Using historical race data collected from cars over the past 65 years, Formula 1 data scientists are training deep-learning models that make race predictions and help teams optimize mid-race decisions. The models can predict when teams should pit their cars, determine the best timing for changing tires, and evaluate how drivers are performing.
Formula 1 then uses AWS data streaming, analytics, and media services to deliver insights about driver decisions and car performance to its more than 500 million fans.
Because Formula 1 runs its high-performance computing workloads in a scalable environment on AWS, the organization can innovate on the Formula 1 racing experience, car design, and more without worrying about capacity.

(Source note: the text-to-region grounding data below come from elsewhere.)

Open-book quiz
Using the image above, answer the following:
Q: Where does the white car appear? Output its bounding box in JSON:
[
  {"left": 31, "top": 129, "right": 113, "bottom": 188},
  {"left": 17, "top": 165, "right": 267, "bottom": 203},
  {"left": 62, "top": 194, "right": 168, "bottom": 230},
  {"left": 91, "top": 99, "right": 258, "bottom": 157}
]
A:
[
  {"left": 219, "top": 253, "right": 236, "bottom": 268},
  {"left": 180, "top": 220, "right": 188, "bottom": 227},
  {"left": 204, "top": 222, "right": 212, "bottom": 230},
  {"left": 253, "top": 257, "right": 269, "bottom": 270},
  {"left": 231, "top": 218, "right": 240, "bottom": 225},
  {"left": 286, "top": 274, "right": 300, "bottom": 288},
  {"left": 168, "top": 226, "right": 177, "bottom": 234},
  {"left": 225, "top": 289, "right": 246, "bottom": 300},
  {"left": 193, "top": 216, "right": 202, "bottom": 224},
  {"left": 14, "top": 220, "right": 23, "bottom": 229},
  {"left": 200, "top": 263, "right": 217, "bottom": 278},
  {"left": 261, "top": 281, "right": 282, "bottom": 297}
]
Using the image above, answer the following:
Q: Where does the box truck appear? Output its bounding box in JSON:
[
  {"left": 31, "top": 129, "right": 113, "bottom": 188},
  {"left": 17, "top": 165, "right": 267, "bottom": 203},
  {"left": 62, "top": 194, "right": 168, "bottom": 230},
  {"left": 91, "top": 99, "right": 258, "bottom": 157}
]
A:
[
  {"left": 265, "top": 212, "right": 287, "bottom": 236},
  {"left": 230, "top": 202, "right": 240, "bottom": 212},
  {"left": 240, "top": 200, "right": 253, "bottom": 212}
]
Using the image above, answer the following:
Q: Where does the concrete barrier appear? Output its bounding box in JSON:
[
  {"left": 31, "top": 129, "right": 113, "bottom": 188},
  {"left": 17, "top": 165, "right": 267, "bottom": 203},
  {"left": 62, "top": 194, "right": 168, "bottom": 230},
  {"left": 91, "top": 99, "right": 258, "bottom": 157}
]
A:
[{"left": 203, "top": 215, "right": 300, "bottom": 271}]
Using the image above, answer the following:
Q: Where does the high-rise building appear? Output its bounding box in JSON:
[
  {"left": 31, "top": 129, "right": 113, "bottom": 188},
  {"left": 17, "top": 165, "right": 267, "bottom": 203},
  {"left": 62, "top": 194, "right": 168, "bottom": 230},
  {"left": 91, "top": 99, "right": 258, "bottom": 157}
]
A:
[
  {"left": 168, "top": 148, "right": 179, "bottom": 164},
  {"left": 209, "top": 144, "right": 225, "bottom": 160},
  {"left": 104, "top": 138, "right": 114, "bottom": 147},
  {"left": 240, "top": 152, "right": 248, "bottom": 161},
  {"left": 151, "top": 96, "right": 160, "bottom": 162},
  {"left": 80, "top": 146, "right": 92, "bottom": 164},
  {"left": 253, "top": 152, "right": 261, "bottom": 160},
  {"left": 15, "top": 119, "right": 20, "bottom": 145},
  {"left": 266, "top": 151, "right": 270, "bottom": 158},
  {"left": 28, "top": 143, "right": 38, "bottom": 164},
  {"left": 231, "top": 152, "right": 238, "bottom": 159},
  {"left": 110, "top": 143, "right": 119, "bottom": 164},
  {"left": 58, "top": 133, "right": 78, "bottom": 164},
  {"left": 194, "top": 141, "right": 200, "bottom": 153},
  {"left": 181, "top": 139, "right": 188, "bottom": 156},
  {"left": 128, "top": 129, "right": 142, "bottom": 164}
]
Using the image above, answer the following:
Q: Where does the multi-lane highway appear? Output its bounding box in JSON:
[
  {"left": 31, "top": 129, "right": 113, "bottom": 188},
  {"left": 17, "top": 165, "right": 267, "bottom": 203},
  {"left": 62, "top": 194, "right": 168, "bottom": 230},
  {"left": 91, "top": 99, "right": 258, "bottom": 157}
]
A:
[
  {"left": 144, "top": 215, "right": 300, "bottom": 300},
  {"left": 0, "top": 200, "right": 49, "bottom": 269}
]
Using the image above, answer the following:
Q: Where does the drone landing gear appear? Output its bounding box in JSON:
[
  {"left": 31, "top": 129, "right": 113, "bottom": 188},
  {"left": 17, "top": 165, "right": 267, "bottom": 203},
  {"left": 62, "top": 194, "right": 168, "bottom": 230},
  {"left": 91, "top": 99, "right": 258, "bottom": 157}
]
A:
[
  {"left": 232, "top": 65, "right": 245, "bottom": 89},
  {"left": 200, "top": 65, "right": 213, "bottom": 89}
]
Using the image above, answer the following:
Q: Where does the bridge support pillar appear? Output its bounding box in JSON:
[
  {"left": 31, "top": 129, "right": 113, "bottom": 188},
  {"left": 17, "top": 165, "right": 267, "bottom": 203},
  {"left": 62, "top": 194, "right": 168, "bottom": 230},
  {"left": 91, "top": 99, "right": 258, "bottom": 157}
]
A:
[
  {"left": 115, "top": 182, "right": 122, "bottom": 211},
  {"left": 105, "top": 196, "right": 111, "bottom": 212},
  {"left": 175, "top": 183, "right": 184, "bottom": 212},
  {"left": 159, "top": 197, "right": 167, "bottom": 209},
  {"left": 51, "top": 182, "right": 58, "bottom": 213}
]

In 2014, Capital One had a fledgling private cloud capability and was also experimenting with AWS. In an effort to build the features its customers wanted as quickly as possible, the company chose to pursue AWS.
Security and compliance are critical to Capital One as a financial institution. To address these needs, Capital One built a cloud-risk framework and established a cloud-governance function before moving a single workload to AWS.
Capital One offers a cloud training program to engineers who work directly on AWS as well as non-technical stakeholders who need to be able to advocate for the power of cloud computing. The company now ranks in the top three of all enterprises globally for AWS certifications held by employees.
Using AWS, Capital One brings new products to market in weeks instead of months or years, uses machine learning to improve customer experience, and attracts top developers and engineers—all of which help the company achieve its most important goal: creating great experiences for its customers.
MLB has been collecting statistical data on its players and clubs for decades, and in 2015 it started using AWS to collect and distribute game-day stats to enhance the fan experience.
By using Amazon Sagemaker, MLB is empowering its developers and data scientists to quickly and easily build, train, and deploy machine-learning models at scale.
These models help MLB eliminate manual, time-intensive processes associated with recordkeeping and statistics, like scorekeeping, capturing game notes, and classifying pitches.
MLB plans to work with the Amazon ML Solutions Lab to continue improving Statcast—its tracking technology that analyzes player performance—including testing accuracy of pitch predictions and creating personalized viewer experiences.
MLB will continue to innovate using artificial intelligence. The organization plans to use Amazon Comprehend to build a language model that could create scripts for live games that simulate iconic announcers.
Matson built a flagship mobile application for global container tracking that allows customers to perform real-time tracking of their freight shipments. Other valuable features in the application include interactive vessel schedule searching, location-based port map lookups, and live gate-camera feeds.
All mobile devices access AWS via Amazon API Gateway. This provides highly available edge located endpoints for access into resources within Matson's existing virtual private clouds.
The AWS Lambda functions are designed using the microservices pattern and are modeled around specific ocean-based business contexts, such as shipment tracking and vessel schedules.
Amazon DynamoDB manages configuration as well as user-feedback configuration and user-feedback notifications sent from mobile devices. DynamoDB Streams provides real-time notifications to Matson's customer service team.
Matson can now offer customers an end-to-end serverless application to help track their shipments, and has no infrastructure to maintain.
The Roomba 900 series completes a cleaning mission in the home and returns to the dock for charging.
iRobot processes the home map, calculates the total floor space cleaned and the status code for the cleaning mission, and publishes the metadata to AWS IoT.
iRobot uses an AWS IoT rule to put the message into an Amazon Kinesis stream. From Kinesis, iRobot can process the cleaning mission data. Kinesis allows multiple teams to receive the stream of data.
AWS Lambda receives the cleaning mission metadata and parses the format to Amazon DynamoDB. Amazon Kinesis batches the mission data and stores it in Amazon S3. Amazon S3 is used as the iRobot data lake for analytics, where all message data is compressed and stored. Once the data is in Amazon S3, iRobot uses the AWS Analytics toolset. Amazon Athena allows iRobot to explore and discover patterns in the data without having to run compute resources all the time.
The cleaning mission is stored in Amazon DynamoDB and linked to a specific robot and consumer.
The consumer gets an alert that informs them of a successful Roomba 900 series cleaning mission.
BP's IT organization manages SAP applications used by thousands of employees worldwide for supply chain, procurement, finance, and more.
To improve speed and gain cost agility, BP used Amazon EC2 to migrate these core business apps to the cloud. In addition, the team built EC2 X1 instances to increase scale and to power their real-time analytics.
The team can now stand up systems on demand in hours instead of weeks or months. BP is seeing performance increases across the board, including a 40 percent speed improvement for the Lubricants ERP system.